I know I just need to calm down and eat some crackers. 14dpo is WAY, WAY too early for nausea, right? Right?


----------



## mags (May 4, 2004)

Yes, it's totally possible. In fact, one of the reasons I suspected I was pregnant was b/c I started having nausea, along with severe exhaustion and I got a UTI (which I rarely get unless I am pregnant, in fact, when I went to the doctor for the UTI, they did a hpt and it was negative, but a wk later I tasted hpt at home and got a +, I was glad I insisted they prescribe me an antibiotic safe for pregnancy). Usually for me, the nausea doesn't kick in big time until around wk 8, but with my current pregnancy, it kicked in before I knew I was pregnant.

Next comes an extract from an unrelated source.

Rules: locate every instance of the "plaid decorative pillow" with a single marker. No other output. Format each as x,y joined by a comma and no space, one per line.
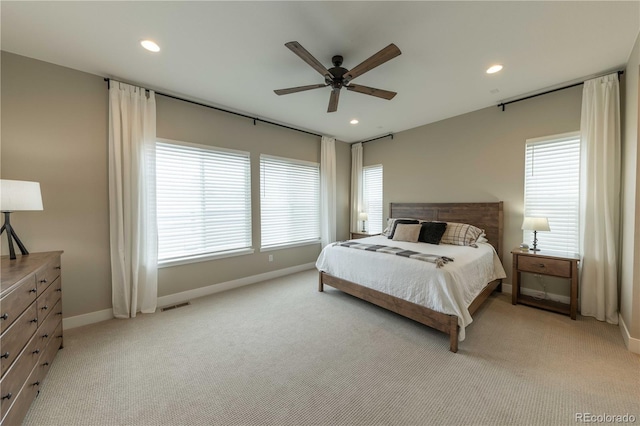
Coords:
461,234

FWIW though, I did notice about two yrs ago that part of my PMS was becoming nauseous. However, it was a different kind of nausea compared to the kind I get when I am pregnant. So, it is possible that it's a new PMS symptom for you (my symptoms started to change after I had my 2nd child). If you don't want to pay for a drugstore test, just get some at your dollar store, those hpts work great and are handy for purposes such as this.


----------



## Mama Rana (Aug 18, 2004)

I had nausea at 14dpo both with this pregnancy and with the one I lost this summer. Just one day each time of severe I-feel-like-vomiting nausea on the day my period would have arrived. I went on to have just low-level nausea for the first trimester, no vomiting, so I don't think it's an indication of things to come. And for what it's worth, I didn't have the nausea with my first child [who's almost 5 now] and my MS was mild with him as well.

GL!


----------



## the_lissa (Oct 30, 2004)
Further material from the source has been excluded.